Dynamic Graph (PyTorch & MindSpore)

  • task = statistics: debug.json that contains variable statistics is generated in the dump directory. The key of the statistics in debug.json is named in the format of {{variable_name}{grad_flag}.{count}.debug.

  • task = tensor: In addition to debug.json that contains variable statistics in the dump directory, a tensor binary file is stored in dump_tensor_data. The file name is in the format of {variable_name}{grad_flag}.{count}.debug.{indexes}.{file_suffix}.

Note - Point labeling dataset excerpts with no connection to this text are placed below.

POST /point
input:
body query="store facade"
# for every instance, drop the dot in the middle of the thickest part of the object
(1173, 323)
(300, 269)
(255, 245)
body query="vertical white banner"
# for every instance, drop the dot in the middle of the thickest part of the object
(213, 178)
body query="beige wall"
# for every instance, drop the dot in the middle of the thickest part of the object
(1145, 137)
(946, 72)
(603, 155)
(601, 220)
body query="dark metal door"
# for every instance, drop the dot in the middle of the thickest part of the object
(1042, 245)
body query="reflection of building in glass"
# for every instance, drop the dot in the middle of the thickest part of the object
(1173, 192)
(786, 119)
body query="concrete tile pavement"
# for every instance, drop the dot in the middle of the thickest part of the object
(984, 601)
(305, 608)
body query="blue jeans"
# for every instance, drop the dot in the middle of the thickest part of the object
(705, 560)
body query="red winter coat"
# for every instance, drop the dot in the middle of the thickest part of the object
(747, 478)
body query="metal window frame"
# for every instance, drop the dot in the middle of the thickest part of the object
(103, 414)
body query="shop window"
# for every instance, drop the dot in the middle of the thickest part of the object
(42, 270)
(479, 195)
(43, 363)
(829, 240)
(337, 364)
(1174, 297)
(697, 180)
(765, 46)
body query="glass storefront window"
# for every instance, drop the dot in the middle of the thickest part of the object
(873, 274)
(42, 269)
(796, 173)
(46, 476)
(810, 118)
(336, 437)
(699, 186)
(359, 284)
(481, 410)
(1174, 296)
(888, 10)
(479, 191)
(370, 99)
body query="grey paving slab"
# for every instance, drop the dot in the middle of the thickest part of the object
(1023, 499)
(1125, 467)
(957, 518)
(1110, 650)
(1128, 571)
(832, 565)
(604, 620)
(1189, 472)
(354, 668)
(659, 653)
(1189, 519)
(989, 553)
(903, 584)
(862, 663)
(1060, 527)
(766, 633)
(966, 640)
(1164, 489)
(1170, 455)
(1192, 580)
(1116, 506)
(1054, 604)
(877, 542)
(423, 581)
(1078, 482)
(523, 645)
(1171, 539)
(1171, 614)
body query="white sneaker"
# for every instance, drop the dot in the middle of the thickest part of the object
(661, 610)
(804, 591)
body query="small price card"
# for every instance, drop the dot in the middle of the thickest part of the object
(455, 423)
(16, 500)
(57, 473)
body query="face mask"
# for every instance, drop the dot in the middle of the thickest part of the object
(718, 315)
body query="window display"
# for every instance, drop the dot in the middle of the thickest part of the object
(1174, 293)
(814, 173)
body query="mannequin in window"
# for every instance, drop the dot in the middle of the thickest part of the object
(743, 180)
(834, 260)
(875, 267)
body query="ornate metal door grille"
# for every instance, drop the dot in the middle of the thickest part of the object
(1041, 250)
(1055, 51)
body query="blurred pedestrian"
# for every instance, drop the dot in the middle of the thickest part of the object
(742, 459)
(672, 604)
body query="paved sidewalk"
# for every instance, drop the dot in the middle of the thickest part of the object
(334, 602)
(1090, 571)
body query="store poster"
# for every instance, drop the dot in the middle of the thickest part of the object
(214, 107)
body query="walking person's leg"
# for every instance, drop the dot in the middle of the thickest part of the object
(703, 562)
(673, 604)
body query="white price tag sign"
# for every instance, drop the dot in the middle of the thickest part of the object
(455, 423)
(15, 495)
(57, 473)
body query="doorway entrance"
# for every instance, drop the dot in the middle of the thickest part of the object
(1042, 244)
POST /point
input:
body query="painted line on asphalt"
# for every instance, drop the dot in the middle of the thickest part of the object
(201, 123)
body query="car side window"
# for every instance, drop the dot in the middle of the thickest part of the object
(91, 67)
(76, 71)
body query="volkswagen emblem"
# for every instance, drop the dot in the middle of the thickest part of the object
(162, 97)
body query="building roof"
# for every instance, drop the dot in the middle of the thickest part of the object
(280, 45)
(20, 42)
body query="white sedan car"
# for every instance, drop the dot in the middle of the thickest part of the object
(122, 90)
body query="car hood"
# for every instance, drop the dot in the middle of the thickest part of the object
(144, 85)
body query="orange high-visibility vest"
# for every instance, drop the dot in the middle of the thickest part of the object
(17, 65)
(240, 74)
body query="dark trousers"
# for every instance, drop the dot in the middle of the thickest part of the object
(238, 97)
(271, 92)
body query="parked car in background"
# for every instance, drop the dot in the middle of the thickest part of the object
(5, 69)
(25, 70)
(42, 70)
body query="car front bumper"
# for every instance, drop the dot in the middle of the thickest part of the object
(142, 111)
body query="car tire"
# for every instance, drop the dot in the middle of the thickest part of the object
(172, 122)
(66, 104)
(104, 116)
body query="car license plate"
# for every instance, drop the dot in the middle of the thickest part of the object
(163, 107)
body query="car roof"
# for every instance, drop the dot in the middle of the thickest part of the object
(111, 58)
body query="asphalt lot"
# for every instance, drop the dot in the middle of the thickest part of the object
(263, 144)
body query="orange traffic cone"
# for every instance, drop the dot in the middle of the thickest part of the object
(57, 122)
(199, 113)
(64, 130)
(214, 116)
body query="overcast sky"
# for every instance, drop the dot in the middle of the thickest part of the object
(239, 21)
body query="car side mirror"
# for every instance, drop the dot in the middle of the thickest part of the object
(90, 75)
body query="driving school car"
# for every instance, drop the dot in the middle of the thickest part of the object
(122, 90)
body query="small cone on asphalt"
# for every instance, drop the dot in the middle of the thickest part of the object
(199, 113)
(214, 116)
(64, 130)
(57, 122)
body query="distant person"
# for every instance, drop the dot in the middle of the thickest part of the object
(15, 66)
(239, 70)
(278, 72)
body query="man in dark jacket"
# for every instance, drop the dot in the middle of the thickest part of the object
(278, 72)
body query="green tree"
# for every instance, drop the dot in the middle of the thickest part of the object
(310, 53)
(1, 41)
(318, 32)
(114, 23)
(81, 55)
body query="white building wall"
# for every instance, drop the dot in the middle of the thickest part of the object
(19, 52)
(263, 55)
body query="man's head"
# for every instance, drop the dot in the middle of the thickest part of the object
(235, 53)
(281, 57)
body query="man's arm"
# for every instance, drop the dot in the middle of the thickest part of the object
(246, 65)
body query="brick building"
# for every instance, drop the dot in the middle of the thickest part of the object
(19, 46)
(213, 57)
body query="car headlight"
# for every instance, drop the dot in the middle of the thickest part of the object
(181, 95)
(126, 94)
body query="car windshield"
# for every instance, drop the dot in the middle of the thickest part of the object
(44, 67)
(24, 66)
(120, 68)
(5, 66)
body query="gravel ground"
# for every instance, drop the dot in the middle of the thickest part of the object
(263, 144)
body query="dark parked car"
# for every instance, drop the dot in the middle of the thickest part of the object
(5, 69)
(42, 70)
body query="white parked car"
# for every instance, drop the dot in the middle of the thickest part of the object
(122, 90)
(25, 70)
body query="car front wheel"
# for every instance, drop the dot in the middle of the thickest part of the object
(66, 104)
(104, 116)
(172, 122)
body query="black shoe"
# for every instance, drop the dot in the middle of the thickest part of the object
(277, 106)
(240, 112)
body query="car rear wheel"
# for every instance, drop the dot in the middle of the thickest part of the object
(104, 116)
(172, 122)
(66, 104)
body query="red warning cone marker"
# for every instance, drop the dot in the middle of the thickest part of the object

    • variable_name: name of the variable passed to the save API.
    • grad_flag: backward flag. _grad indicates backward data, and "" indicates forward data.
    • count: number of calls with the same variable name.
    • indexes: index of the nested structure data to be saved. For example, if the nested structure is {"key1": "value1", "key2": ["value2", "value3"]}, the index of value2 is key2.0.
    • file_suffix: file name extension. The value is pt in the PyTorch scenario and npy in the MindSpore scenario.

Static Graph (MindSpore)

The {step}/{rank} directory is generated in the specified directory save_dir, and a.npy file with the specified {name} is generated in the directory. If the save_grad API is called, a .npy file with {name}_grad is generated.

For example, save("./test_dump", 'x', x) -> ./test_dump/step0/rank0/x_float32_0.npy

or z = save_grad("./test_dump", 'z', z) -> ./test_dump/step0/rank0/z_grad_float32_0.npy.

The structure is as follows:

./save_dir/
    ├── step0/
    │   ├── rank0/
    │   │   ├── x_float32_0.npy       # Forward data saved by save
    │   │   └── z_grad_float32_0.npy  # Gradient data saved by save_grad
    ├── step1/
    │   ├── rank0/
    │   │   ├── ...